Tüm bunlara daha fazla dayamadıklarını belirten Sakine A., sonrasında olanları ise şöyle anlatıyor:"Çadırda daha fazla kalamazdık. Yardım yetersiz, imkânlar kısıtlı, mecburen Diyarbakır’a geldik. Valiliğe gittim. İhtiyaçlarımız için yardım talep ettim, Valilik 'Biz bir şey yapamayız, Elazığ Valiliği’ne başvurun' dedi.”

Söylediğine göre Elazığ Valiliği, Sakine A.'nın talepleri ile ilgili başvurusuna hâlâ yanıt vermiş değil.

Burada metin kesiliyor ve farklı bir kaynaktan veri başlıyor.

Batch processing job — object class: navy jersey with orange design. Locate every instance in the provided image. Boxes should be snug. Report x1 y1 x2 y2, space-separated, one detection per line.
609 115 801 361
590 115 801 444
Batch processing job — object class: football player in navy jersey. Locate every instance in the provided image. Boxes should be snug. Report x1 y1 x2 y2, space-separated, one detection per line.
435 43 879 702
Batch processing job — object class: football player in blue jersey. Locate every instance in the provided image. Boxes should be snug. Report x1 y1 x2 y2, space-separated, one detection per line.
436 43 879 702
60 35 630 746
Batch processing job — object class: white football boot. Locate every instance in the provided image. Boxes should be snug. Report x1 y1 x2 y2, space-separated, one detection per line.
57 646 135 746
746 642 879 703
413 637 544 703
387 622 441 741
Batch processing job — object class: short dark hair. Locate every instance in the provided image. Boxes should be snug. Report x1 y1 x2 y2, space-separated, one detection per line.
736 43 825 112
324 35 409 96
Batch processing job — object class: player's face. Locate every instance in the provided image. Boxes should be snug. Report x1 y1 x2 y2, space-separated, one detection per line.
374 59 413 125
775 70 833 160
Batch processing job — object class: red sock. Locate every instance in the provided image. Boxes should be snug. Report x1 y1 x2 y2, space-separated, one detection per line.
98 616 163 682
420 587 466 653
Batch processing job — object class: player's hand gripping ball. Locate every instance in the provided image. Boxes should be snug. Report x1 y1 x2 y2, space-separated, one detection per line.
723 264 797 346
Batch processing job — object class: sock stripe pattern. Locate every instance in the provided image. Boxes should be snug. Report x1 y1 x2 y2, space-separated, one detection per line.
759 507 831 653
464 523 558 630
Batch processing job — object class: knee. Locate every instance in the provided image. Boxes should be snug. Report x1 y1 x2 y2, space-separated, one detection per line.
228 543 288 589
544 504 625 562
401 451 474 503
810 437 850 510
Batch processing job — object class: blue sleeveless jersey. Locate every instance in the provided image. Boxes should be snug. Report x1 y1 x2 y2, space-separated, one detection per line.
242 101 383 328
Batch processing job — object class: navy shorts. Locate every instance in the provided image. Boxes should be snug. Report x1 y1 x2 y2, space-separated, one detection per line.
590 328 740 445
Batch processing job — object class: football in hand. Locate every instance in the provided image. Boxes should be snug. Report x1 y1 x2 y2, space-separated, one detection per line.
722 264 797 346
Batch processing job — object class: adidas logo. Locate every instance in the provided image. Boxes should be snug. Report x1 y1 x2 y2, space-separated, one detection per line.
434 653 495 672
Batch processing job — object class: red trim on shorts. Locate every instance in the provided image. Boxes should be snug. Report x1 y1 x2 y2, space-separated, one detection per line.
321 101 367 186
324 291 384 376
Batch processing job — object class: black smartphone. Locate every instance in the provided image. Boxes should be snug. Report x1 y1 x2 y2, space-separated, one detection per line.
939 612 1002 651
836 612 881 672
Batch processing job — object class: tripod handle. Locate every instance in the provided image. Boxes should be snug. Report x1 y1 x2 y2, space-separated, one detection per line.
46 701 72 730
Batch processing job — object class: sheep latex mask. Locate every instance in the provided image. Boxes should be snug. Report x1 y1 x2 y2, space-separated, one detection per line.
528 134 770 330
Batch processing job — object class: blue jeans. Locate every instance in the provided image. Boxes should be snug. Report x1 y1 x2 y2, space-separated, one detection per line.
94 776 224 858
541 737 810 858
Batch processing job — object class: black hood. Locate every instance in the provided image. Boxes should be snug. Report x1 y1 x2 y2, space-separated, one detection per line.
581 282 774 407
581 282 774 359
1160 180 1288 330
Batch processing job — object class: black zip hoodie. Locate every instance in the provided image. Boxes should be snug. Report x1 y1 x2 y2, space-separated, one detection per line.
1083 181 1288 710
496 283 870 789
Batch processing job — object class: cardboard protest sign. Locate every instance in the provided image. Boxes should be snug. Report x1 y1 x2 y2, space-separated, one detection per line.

‘TUVALET YOK, BANYO YAPAMIYORUZ'

Bir diğer depremzede Çiçek Demir ise 3 çocuğu ve eşi ile birlikte hâlâ AFAD çadırında hayata tutunmaya çalışıyor. Bir çocuğunun ayağında platin var.
Çadırlarında tuvaletin olmadığını kaydeden Demir, “Sürekli dışarıda bir tuvalete gitmek zorundayız. Bu tuvalet de paralı. Oğlumun ayağında platin de olduğu için çok zor durumda kalıyoruz" diye konuşuyor.

Demir de gıda yardımı olarak yalnızca bir kez koli dağıtımı yapıldığını söylüyor, "Onun dışında bir şey verilmedi” diyor.

Kişisel ihtiyaçlarının ne ölçüde karşılandığını sorduğumuzda ise Demir, banyo yapamadıklarını, deterjan bulamadıklarını, kullanmaları gereken ilaçları temin edemediklerini söylüyor. Demir, çamaşır ve ped ihtiyaçlarını ise depremden çok çok sonra karşılayabildiklerini, bunun da sadece çamaşırla sınırlı kaldığını ifade ediyor.

Demir de, görüştüğümüz diğer depremzede kadınlar da kendileri ve aileleri için insanca yaşayabilecekleri koşulların bir an önce sağlanmasını umut ediyor.